Il semblerait que la France, l’Allemagne et les États-Unis soient également opposés à cette mesure lourde de conséquences, comme l’a confirmé le chancelier allemand Olaf Scholz la semaine dernière : « Nous sommes du même avis que le président américain Joe Biden et le président français Emmanuel Macron : il est possible d’éviter un conflit armé entre l’OTAN et la Russie. »

Les partenaires occidentaux de l’Alliance sont a priori d’accord pour ne pas bouger de cette position, mais les Pays baltes et la Pologne pourraient remettre sur la table cette mesure de zone d’exclusion aérienne pour plaider en sa faveur, lors de la réunion extraordinaire de l’OTAN du 24 mars à Bruxelles. Ces pays sont par ailleurs pour l’envoi d’une mission de maintien de la paix en Ukraine.

Pourquoi une telle mesure serait d’une gravité inouïe ?

Si l’OTAN venait à changer de doctrine sur la question de la zone d’exclusion aérienne au-dessus de l’Ukraine, cela consisterait un tournant majeur — et probablement irréversible — dans le conflit actuel.

Pour faire respecter une telle zone, il serait nécessaire d’entrer directement en conflit avec les forces aériennes russes ayant actuellement la supériorité au-dessus de l’Ukraine, ce qui se traduirait par des affrontements constants.
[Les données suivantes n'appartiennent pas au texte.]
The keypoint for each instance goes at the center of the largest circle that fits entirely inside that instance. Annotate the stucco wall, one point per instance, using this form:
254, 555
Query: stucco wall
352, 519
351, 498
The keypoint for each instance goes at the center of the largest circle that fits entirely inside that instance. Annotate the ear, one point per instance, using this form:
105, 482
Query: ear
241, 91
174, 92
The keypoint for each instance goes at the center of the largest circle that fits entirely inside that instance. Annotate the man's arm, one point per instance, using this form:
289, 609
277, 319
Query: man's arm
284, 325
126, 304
Pour consolider cette zone d’exclusion, il faudrait aussi que les forces de l’OTAN frappent des installations présentes sur le sol biélorusse et russe, sans quoi il ne serait pas possible de faire perdurer la reprise en main du ciel ukrainien. Cela déboucherait sur une escalade du conflit et porterait les affrontements au-delà des frontières de l’Ukraine.

Dans un article intitulé « La zone d’exclusion aérienne et la guerre atomique humanitaire, bonnes intentions, mauvais résultats », publié le 23 mars sur le portail Neokohn, Robert C. Castel, expert en questions de sécurité basé en Israël, est revenu sur ce sujet et a fortement critiqué ceux se refusant de voir la contre-productivité et la portée dramatique qu’aurait cette mesure.
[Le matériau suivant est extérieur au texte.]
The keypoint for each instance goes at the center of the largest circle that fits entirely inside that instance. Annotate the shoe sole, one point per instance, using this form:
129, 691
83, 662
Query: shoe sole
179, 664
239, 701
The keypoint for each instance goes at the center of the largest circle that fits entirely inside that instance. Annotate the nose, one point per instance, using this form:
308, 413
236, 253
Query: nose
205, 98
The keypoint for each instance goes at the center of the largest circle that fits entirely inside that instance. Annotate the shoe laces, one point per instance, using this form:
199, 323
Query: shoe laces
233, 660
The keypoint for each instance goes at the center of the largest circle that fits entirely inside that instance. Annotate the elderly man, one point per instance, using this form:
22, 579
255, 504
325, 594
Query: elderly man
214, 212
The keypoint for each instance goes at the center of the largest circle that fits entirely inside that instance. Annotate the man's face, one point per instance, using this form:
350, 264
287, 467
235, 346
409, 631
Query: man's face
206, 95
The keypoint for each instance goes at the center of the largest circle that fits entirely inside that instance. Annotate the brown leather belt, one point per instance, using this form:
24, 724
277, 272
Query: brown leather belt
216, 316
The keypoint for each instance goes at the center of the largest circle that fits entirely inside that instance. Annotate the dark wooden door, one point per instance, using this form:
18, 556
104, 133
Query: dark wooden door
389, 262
Selon lui, la situation actuelle se différencie de celles au cours desquelles des mesures d’exclusion aérienne avaient été prises par les Occidentaux : Balkans (1993-1995), Irak (1991-2003) et Libye (2011, 2018, 2019).

Castel précise qu’il est possible que les Russes réagissent à cette mesure d’exclusion aérienne en quittant l’espace aérien ukrainien, mais que cela reste très peu probable. Selon lui, il ne faut pas placer d’espoir dans une retraite aérienne russe suite à un simple coup de bluff de l’OTAN. Écartant ainsi la mise en place sans affrontement de la mesure d’exclusion aérienne, Castel égraine les autres scénarios, tous plus périlleux les uns que les autres. Cet expert pense d’ailleurs que cette mesure mènerait à renforcer politiquement la Russie dans ses positions, puisque Moscou y verrait une confirmation de sa conviction selon laquelle son intervention était nécessaire en raison de l’agressivité des Occidentaux en Ukraine. Une telle mesure pourrait donc, non pas décourager la Russie, mais la conforter dans son obstination.

Robert C. Castel explique dans son article qu’une zone d’exclusion aérienne veut en l’occurence dire un affrontement aérien total entre l’OTAN et la Russie, ce qui pourrait, en cas d’échec de l’OTAN à reprendre le contrôle du ciel ukrainien, aussi potentiellement donner des arguments à une mesure de fermeture du sol ukrainien. Autrement dit, en bout de course : une intervention au sol des troupes de l’OTAN.

Selon Castel, cette mesure, contrairement à ce que l’on pourrait penser, n’aurait pas un rôle de parapluie tactique de protection aérienne mais deviendrait un puissant outil offensif stratégique, en ce qu’elle jetterait les jalons d’une intervention au sol. Castel déclare que les objectifs humanitaires ne doivent pas empêcher d’appréhender le conflit actuel avec un « pragmatisme sceptique ».

Il conclut en expliquant que décider d’une fermeture de l’espace aérien au-dessus de l’Ukraine reviendrait à ouvertement déclarer la guerre à la Russie, ajoutant que tout ceux pensant le contraire ont perdu le sens des réalités.